The patients in cohort B had “functionally high-risk disease” that is associated with poor prognosis, according to lead study authors Mounzer Agha, MD, of the University of Pittsburg Medical Center, and Niels van de Donk, MD, PhD, of the Amsterdam University Medical Center.
Cohort B included patients with MM who received one prior line of therapy, had disease progression ≤12 months after autologous hematopoietic stem cell transplantation (AHSCT) or another type of anti-myeloma therapy, and had not received treatment with CAR T-cells or anti-B-cell maturation antigen therapies. Most patients (79%) previously received AHSCT. The median patient age was 58 years (range, 44-67 years), and 74% of patients were male.
All patients received a single infusion of 0.75×106 CAR+ viable T-cells/kg. The median follow-up was 13.4 months (range, 5.2-21.7 months). As of January 2022, 19 patients received the treatment.
The ORR was 100%, with 90% of patients achieving a CR or better, and 95% of patients achieving a VGPR or better. The median time to first response was 0.95 months, and the median time to best response was 5.1 months. The one-year PFS rate was 90%, and the one-year EFS rate was 88.9%. Almost all patients (93%) who were evaluable for MRD achieved MRD negativity at 10-5.

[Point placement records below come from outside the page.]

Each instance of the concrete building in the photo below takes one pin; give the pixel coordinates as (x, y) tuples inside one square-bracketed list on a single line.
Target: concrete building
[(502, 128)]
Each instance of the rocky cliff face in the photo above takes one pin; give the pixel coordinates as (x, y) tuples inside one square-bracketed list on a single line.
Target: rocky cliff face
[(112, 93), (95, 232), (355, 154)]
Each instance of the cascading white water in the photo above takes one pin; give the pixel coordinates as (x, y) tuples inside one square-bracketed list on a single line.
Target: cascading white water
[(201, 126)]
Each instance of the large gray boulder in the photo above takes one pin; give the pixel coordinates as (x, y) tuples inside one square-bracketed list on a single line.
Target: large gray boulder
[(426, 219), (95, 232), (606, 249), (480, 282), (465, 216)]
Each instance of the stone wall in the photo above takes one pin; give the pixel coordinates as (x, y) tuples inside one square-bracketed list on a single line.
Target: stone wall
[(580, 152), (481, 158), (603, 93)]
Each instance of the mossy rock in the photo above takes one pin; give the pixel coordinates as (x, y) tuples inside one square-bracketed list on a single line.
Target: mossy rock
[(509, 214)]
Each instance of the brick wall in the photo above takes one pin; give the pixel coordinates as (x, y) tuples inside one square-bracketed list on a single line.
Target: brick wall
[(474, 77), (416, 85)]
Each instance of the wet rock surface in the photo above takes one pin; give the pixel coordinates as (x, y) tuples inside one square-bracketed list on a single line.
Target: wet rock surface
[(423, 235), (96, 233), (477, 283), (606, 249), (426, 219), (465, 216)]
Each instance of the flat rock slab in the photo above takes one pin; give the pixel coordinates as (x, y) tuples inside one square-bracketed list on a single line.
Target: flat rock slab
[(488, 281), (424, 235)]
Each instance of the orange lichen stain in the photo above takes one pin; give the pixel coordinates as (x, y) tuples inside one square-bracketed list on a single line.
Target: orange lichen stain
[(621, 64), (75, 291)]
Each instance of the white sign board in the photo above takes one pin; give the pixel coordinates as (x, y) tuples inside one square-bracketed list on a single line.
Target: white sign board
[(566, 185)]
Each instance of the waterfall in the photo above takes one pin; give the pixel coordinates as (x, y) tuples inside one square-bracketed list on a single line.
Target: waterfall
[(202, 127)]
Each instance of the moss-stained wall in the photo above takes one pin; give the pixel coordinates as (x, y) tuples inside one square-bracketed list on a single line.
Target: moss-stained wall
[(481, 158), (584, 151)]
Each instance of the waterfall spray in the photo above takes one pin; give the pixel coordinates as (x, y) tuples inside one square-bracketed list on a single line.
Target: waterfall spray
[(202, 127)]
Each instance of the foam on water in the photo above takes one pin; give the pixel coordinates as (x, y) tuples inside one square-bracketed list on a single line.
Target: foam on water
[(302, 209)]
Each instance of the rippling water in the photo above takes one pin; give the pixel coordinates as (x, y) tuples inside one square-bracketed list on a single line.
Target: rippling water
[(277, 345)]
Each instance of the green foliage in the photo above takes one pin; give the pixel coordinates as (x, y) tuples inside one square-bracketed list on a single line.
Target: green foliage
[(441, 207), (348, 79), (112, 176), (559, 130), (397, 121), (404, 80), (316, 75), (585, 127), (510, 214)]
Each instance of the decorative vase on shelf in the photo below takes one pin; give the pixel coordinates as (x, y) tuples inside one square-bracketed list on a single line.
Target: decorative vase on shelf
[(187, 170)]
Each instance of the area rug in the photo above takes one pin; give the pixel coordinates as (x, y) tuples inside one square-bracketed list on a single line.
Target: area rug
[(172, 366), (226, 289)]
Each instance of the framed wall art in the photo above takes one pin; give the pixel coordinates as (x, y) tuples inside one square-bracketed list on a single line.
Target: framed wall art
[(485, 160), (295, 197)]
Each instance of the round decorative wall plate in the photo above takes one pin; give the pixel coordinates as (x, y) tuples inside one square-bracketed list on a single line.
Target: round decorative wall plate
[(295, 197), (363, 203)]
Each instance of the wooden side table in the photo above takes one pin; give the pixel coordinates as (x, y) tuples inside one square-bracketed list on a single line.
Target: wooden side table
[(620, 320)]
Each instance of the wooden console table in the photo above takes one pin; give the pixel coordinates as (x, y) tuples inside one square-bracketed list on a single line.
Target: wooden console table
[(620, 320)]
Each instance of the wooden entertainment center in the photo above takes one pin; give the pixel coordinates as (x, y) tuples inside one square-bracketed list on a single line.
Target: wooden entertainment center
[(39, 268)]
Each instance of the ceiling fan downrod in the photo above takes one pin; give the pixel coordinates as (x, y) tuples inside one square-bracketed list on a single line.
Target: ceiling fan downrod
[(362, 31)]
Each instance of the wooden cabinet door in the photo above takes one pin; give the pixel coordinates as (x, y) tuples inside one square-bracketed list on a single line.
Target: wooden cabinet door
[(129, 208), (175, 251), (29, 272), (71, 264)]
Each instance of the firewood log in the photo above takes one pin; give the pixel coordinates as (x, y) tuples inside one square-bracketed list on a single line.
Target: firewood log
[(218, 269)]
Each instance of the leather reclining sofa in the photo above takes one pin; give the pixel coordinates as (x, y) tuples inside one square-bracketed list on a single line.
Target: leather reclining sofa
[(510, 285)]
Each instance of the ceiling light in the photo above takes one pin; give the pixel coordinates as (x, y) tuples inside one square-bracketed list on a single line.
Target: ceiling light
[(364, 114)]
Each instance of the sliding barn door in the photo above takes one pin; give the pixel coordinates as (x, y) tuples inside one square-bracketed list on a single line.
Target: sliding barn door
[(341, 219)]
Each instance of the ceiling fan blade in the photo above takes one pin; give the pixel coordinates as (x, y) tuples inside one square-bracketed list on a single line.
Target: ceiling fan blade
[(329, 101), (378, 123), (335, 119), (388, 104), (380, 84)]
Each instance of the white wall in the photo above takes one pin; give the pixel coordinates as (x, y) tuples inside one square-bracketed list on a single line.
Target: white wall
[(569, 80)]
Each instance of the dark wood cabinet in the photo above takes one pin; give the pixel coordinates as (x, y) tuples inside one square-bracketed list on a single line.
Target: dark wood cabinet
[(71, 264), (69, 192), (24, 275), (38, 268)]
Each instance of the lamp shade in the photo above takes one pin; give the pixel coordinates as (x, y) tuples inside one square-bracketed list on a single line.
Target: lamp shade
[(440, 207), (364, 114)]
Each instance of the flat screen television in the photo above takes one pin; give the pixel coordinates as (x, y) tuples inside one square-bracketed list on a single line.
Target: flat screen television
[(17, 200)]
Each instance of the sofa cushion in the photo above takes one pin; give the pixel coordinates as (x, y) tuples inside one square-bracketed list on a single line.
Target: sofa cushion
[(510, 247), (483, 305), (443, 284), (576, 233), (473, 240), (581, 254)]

The peak expansion of CAR T-cells occurred at day 13.1 (range, 8.96-200.9 days), with a median persistence of 76.9 days (range, 40.99-221.8 days).
CRS occurred in 84.2% of patients, including one patient with grade 4 CRS. The median time to onset was eight days, and all events resolved. Immune effector cell-associated neurotoxicity syndrome and movement and neurocognitive adverse events each occurred in one patient. One patient died due to progressive disease.
“This functionally high-risk [patient] population with early relapse after initial therapy experienced deep and durable responses with manageable safety following a single [ciltacabtagene autoleucel infusion]. [Ciltacabtagene autoleucel] led to responses in patients with ineffective or insufficient response to AHSCT,” the authors concluded. “Follow-up is ongoing, and responses continue to deepen.”
References
Cohen A, Einsele H, Delforge M, et al. Updated clinical data and biological correlative analyses of ciltacabtagene autoleucel (cilta-cel) in lenalidomide-refractory multiple myeloma after 1–3 prior lines of therapy: CARTITUDE-2 Cohort A. Oral Abstract #045. Presented at the 19th Annual International Myeloma Society Meeting; August 25-27, 2022.
Agha M, van de Donk N, Cohen A, et al. CARTITUDE-2 cohort B: updated clinical data and biological correlative analyses of ciltacabtagene autoleucel in patients with multiple myeloma and early relapse after initial therapy. Abstract #S185. Presented at the 27th Congress of the European Hematology Association; June 9-12, 2022.